Ступая по каменным плитам дворцовых переходов, Варлаам думал, что отныне надолго, а может, и навсегда связал он свою жизнь с этим честолюбивым, вечно хмурым человеком.
Князь сидел на широком дубовом стольце, подлокотники которого украшали резные волчьи головы с разверстыми пастями.
Поглаживая эти головы ладонями, Лев говорил:
— Первое важное дело доверяю тебе, Варлаам. Поедешь в Краков, к свояку моему, князю Болеславу. Скажешь ему и палатину[96]
: брат мой Шварн порушил договор в Тарнуве, какой заключил с Болеславом мой покойный отец. Собирается он идти на Польшу войною. Пусть будет польский князь наготове, не даст застать себя врасплох. По сведениям моим, чрез две седьмицы намерены Шварн и его бояре в поход выступить. И, Варлаам, непременно добейся встречи с палатином. Свояк мой — дурак, не при княгине Констанции это сказано будет. Ибо княгине он по нраву.

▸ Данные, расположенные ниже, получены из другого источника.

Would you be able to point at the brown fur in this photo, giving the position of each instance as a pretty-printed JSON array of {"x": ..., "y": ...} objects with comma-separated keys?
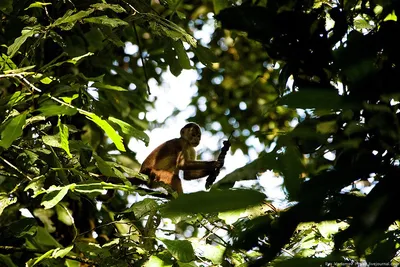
[{"x": 164, "y": 162}]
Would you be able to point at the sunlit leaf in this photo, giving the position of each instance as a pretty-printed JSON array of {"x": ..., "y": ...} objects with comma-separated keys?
[
  {"x": 19, "y": 41},
  {"x": 55, "y": 110},
  {"x": 205, "y": 55},
  {"x": 55, "y": 195},
  {"x": 64, "y": 135},
  {"x": 213, "y": 201},
  {"x": 37, "y": 5},
  {"x": 112, "y": 134},
  {"x": 183, "y": 58},
  {"x": 104, "y": 168},
  {"x": 130, "y": 130},
  {"x": 113, "y": 7},
  {"x": 69, "y": 19},
  {"x": 108, "y": 87},
  {"x": 61, "y": 252},
  {"x": 104, "y": 20},
  {"x": 5, "y": 201},
  {"x": 182, "y": 250},
  {"x": 12, "y": 130},
  {"x": 315, "y": 99},
  {"x": 6, "y": 63},
  {"x": 215, "y": 253}
]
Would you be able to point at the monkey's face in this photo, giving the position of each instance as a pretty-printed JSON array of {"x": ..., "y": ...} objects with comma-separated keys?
[{"x": 192, "y": 136}]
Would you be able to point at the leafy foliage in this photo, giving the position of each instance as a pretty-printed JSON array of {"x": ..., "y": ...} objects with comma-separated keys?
[{"x": 313, "y": 81}]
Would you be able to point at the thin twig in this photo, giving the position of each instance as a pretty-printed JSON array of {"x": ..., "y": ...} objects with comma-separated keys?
[{"x": 20, "y": 249}]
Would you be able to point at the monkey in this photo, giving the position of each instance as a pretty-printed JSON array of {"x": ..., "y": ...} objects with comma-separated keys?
[{"x": 164, "y": 163}]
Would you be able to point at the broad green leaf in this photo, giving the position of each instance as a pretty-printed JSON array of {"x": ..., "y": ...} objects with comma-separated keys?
[
  {"x": 108, "y": 87},
  {"x": 7, "y": 261},
  {"x": 7, "y": 64},
  {"x": 130, "y": 130},
  {"x": 112, "y": 134},
  {"x": 37, "y": 5},
  {"x": 183, "y": 58},
  {"x": 69, "y": 99},
  {"x": 52, "y": 140},
  {"x": 104, "y": 168},
  {"x": 55, "y": 195},
  {"x": 6, "y": 6},
  {"x": 75, "y": 60},
  {"x": 61, "y": 252},
  {"x": 171, "y": 58},
  {"x": 36, "y": 184},
  {"x": 182, "y": 250},
  {"x": 165, "y": 27},
  {"x": 205, "y": 55},
  {"x": 5, "y": 201},
  {"x": 104, "y": 20},
  {"x": 19, "y": 41},
  {"x": 55, "y": 110},
  {"x": 213, "y": 201},
  {"x": 69, "y": 19},
  {"x": 64, "y": 135},
  {"x": 113, "y": 7},
  {"x": 320, "y": 98},
  {"x": 219, "y": 5},
  {"x": 44, "y": 256},
  {"x": 142, "y": 208},
  {"x": 12, "y": 130},
  {"x": 327, "y": 127},
  {"x": 215, "y": 253},
  {"x": 266, "y": 161}
]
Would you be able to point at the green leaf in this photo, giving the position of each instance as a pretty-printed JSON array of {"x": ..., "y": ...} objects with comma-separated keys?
[
  {"x": 5, "y": 201},
  {"x": 7, "y": 64},
  {"x": 37, "y": 5},
  {"x": 108, "y": 87},
  {"x": 69, "y": 19},
  {"x": 12, "y": 130},
  {"x": 54, "y": 110},
  {"x": 182, "y": 250},
  {"x": 104, "y": 168},
  {"x": 64, "y": 134},
  {"x": 215, "y": 253},
  {"x": 314, "y": 99},
  {"x": 19, "y": 41},
  {"x": 113, "y": 7},
  {"x": 42, "y": 257},
  {"x": 183, "y": 58},
  {"x": 6, "y": 6},
  {"x": 171, "y": 58},
  {"x": 219, "y": 5},
  {"x": 213, "y": 201},
  {"x": 112, "y": 134},
  {"x": 104, "y": 20},
  {"x": 130, "y": 130},
  {"x": 205, "y": 55},
  {"x": 61, "y": 252},
  {"x": 163, "y": 26},
  {"x": 55, "y": 194},
  {"x": 142, "y": 208}
]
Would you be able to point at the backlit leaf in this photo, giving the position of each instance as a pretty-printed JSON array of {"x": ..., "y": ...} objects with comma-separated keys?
[
  {"x": 182, "y": 250},
  {"x": 112, "y": 134},
  {"x": 12, "y": 130}
]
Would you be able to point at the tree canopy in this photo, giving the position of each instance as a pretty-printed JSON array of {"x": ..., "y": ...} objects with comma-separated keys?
[{"x": 314, "y": 82}]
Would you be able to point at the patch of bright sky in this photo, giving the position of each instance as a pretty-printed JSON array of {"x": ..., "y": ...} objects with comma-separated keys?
[{"x": 176, "y": 92}]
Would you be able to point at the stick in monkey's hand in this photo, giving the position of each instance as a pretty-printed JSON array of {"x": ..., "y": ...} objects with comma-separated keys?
[{"x": 213, "y": 175}]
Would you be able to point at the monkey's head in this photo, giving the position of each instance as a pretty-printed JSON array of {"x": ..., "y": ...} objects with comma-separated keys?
[{"x": 191, "y": 133}]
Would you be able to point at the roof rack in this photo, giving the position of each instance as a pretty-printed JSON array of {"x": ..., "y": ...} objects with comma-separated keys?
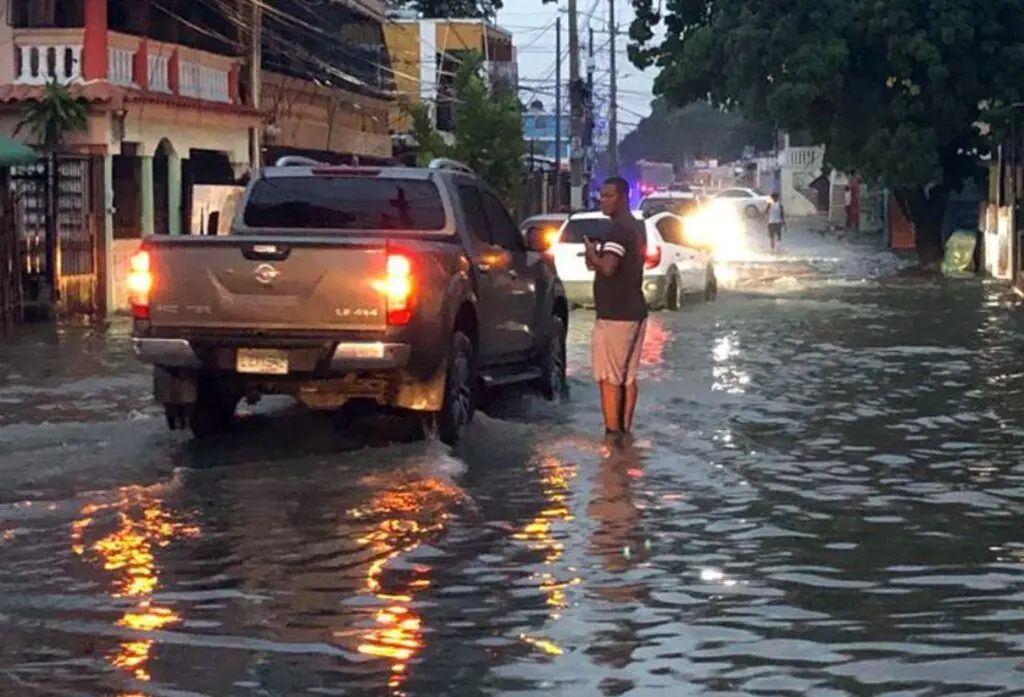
[
  {"x": 453, "y": 165},
  {"x": 297, "y": 161}
]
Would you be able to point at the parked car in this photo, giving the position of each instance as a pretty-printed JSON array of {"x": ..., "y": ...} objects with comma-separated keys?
[
  {"x": 545, "y": 224},
  {"x": 679, "y": 203},
  {"x": 751, "y": 203},
  {"x": 400, "y": 288},
  {"x": 674, "y": 269}
]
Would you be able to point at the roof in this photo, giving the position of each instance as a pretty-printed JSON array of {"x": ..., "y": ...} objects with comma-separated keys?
[{"x": 101, "y": 91}]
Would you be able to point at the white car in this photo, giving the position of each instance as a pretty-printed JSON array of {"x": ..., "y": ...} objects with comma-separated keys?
[
  {"x": 680, "y": 203},
  {"x": 752, "y": 204},
  {"x": 673, "y": 270}
]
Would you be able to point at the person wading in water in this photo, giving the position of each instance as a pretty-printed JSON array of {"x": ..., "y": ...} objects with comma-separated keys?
[{"x": 622, "y": 309}]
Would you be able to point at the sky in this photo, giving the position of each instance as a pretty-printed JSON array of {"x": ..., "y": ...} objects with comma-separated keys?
[{"x": 531, "y": 23}]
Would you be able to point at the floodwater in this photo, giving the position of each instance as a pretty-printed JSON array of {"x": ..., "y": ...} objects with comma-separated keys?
[{"x": 824, "y": 497}]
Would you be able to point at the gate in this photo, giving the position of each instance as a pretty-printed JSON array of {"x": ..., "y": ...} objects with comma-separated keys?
[{"x": 75, "y": 256}]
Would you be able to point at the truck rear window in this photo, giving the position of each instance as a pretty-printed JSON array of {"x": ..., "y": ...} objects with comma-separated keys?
[{"x": 345, "y": 204}]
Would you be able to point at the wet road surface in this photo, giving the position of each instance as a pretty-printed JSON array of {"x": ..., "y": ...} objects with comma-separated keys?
[{"x": 824, "y": 497}]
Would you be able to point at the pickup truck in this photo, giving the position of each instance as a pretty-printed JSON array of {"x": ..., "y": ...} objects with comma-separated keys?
[{"x": 408, "y": 289}]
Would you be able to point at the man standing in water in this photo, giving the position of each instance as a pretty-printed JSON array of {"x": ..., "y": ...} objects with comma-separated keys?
[{"x": 622, "y": 310}]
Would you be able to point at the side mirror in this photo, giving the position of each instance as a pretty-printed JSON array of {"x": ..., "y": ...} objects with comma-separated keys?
[{"x": 541, "y": 240}]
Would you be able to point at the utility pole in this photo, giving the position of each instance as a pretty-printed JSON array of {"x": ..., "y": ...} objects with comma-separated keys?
[
  {"x": 557, "y": 199},
  {"x": 591, "y": 117},
  {"x": 256, "y": 80},
  {"x": 576, "y": 99},
  {"x": 612, "y": 98}
]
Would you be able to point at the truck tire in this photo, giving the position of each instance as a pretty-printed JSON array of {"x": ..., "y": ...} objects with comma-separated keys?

А палатин у Болеслава — умный. Всё содеет как надо. Ещё скажешь ему: мол, князь Лев сам против брата выступить не может, а вот предупредить вас — предупредил. Грамоты никакой тебе не дам, передашь всё на словах. Думаю, уразумел, почему так. Ну, с Богом, ступай. Выезжай тотчас, не мешкай. Ступай на конюшню, вели, чтоб скакуна тебе дали там порезвее. Поторопись. И помни: содеешь дело как надо — недолго будешь в отроках ходить. И ещё: никому, ни единой душе о поручении моём не сказывай.Низко поклонившись князю, Варлаам едва не бегом ринулся на конюшню.

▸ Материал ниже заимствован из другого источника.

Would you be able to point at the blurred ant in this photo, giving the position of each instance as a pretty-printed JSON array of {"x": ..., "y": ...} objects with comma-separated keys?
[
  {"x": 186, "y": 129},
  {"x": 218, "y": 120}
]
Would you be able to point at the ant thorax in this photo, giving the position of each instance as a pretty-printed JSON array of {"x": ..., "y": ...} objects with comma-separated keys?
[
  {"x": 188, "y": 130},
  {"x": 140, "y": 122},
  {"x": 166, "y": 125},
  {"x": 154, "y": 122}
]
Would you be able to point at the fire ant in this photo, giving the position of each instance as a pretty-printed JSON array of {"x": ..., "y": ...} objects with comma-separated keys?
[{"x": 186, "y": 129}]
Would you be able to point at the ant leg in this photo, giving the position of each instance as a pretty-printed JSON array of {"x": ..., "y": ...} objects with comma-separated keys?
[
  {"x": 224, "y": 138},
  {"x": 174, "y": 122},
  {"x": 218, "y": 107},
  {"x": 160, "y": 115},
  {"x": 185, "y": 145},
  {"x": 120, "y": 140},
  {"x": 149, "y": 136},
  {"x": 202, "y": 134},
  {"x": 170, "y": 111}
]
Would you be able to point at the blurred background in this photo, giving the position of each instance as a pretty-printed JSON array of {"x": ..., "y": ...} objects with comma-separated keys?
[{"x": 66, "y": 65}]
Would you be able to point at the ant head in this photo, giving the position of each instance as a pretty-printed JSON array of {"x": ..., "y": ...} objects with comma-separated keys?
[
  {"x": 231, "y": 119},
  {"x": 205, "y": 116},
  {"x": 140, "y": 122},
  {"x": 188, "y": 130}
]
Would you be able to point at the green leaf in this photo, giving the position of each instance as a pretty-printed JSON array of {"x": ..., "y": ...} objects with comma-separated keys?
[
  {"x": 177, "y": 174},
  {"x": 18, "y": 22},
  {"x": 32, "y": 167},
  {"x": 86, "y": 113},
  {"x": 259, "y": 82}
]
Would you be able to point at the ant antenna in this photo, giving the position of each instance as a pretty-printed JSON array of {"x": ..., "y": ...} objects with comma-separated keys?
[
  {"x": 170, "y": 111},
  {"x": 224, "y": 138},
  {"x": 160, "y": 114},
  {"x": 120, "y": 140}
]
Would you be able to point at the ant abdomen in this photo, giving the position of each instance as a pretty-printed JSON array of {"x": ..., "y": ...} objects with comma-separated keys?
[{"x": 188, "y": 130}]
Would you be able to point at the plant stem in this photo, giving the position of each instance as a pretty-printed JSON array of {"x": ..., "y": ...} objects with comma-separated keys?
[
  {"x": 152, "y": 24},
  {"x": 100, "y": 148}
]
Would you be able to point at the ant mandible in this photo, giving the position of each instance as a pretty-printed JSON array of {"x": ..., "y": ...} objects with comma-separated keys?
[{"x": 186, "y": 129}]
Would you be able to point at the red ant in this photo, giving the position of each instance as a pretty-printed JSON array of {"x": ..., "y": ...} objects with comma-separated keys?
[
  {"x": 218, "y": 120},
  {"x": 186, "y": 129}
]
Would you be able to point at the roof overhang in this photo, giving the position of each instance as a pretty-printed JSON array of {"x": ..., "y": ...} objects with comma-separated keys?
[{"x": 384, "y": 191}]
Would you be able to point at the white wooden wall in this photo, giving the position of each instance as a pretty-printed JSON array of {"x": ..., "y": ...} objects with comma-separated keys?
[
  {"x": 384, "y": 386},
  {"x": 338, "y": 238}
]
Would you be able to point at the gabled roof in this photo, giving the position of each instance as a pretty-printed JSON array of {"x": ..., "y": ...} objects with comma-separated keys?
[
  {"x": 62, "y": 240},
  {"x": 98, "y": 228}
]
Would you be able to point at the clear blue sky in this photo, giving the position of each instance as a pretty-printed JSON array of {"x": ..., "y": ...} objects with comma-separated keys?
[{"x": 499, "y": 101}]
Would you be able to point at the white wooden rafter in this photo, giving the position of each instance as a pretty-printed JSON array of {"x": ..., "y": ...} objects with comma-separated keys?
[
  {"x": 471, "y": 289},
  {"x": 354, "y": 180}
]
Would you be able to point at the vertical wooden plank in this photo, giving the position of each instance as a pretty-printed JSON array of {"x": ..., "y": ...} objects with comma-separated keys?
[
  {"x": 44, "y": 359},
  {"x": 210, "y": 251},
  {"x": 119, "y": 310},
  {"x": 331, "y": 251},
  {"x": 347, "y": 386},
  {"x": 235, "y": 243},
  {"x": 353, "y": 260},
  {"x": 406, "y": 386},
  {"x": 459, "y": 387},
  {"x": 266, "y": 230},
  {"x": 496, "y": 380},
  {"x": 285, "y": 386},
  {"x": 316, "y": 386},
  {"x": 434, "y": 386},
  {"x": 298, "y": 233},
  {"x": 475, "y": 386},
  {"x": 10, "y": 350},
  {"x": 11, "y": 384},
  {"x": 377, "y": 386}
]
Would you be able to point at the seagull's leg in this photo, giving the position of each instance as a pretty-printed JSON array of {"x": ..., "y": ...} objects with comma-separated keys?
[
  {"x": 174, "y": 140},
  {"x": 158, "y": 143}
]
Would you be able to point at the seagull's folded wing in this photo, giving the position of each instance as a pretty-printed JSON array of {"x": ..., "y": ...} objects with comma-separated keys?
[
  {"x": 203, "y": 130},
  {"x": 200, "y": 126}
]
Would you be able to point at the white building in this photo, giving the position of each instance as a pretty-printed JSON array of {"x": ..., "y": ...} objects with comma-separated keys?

«Это хорошо, что он мне доверяет. Уж я постараюсь. Ежели сдержит своё обещанье, боярином стану, как Мирослав. А там…»
Он снова внезапно вспомнил красивую жёнку на гульбище холмского дворца.
В Краков Варлаам мчался галопом, с поводным конём. Добрых жеребцов дал ему старший конюх Льва. Первый — серый в яблоках тонконогий аргамак[97]

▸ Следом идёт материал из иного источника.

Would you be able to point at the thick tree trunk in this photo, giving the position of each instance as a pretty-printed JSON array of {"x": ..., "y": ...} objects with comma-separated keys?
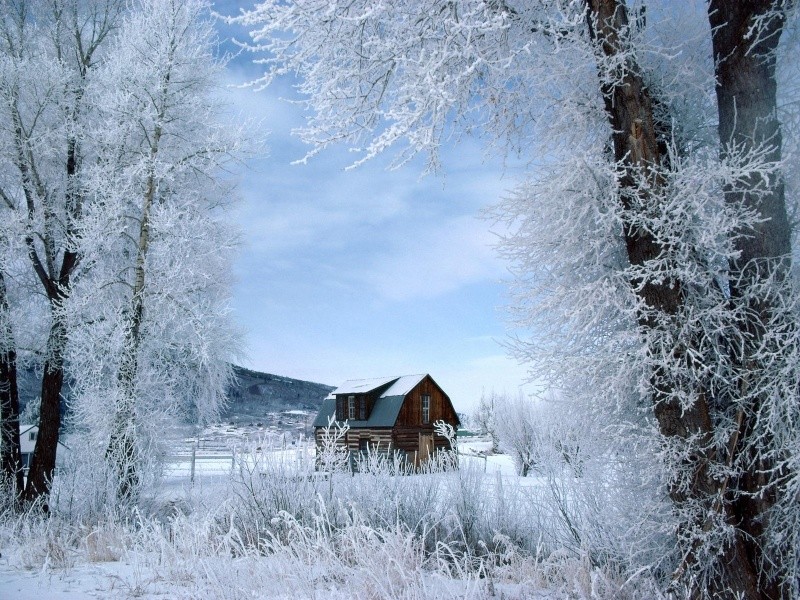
[
  {"x": 40, "y": 474},
  {"x": 744, "y": 55},
  {"x": 122, "y": 444},
  {"x": 629, "y": 106},
  {"x": 11, "y": 458}
]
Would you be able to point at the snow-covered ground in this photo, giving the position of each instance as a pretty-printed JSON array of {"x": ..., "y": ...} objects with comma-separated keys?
[{"x": 355, "y": 542}]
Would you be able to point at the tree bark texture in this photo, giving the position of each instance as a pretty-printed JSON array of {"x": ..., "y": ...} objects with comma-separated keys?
[
  {"x": 745, "y": 37},
  {"x": 629, "y": 106},
  {"x": 11, "y": 457}
]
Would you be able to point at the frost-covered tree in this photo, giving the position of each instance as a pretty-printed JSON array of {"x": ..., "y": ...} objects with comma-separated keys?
[
  {"x": 156, "y": 301},
  {"x": 651, "y": 239},
  {"x": 113, "y": 157},
  {"x": 49, "y": 53},
  {"x": 486, "y": 417}
]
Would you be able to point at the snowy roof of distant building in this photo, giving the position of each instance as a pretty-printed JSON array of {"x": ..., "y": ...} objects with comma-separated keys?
[
  {"x": 361, "y": 386},
  {"x": 385, "y": 412}
]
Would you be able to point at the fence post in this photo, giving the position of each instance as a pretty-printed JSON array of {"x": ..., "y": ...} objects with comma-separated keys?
[{"x": 194, "y": 455}]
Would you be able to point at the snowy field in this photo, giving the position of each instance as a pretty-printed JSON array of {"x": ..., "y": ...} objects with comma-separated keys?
[{"x": 259, "y": 522}]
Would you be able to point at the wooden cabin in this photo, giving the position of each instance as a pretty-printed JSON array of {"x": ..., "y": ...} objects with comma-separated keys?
[{"x": 390, "y": 414}]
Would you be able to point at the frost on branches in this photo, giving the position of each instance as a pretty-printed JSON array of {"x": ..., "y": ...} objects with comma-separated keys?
[
  {"x": 112, "y": 150},
  {"x": 651, "y": 240}
]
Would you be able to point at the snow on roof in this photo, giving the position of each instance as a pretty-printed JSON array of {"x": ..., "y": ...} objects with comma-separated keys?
[
  {"x": 400, "y": 385},
  {"x": 362, "y": 386},
  {"x": 403, "y": 385}
]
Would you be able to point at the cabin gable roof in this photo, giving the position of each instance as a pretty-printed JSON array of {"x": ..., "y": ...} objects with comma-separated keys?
[{"x": 387, "y": 406}]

, второй — быстрый вороной актаз[98] с густой спадающей вниз гривой. Боясь утомить коней, Варлаам часто пересаживался с одного на другого.Дорога шла по равнине, окаймлённой с южной, левой по ходу стороны отрогами Бескид. Горы, покрытые хвойным тёмно-зелёным лесом, проплывали где-то вдали под облаками, Варлаам изредка бросал на них взгляд, но времени, чтоб полюбоваться красотами осенней природы, у него не было — в горячке он гнал и гнал коней вдоль размытого дождями шляха.
Выглянуло слабое солнце, прорезав серую пелену туч, на душе стало как будто теплее и легче, Варлаам принялся прикидывать, далеко ли ещё до Кракова. Немного успокоившись, вытерев с чела обильный пот, он перевёл скакунов на рысь.
Вскоре впереди показались строения Тарнува. Не желая попадаться на глаза, Варлаам свернул со шляха и через густой перелесок выехал к берегу Дунайца. Река была узенькая, извилистая, до противоположного берега было рукой подать, но Варлаам, не зная брода, решил не рисковать и поехал вдоль берега, в сторону города. На его счастье, спустя примерно полчаса он наткнулся на стоянку рыбаков, которые за звонкие пенязи щедро накормили его свежей ухой и перевезли через Дунаец. Хотя уже смеркалось, Варлаам решил не задерживаться и продолжил свой путь.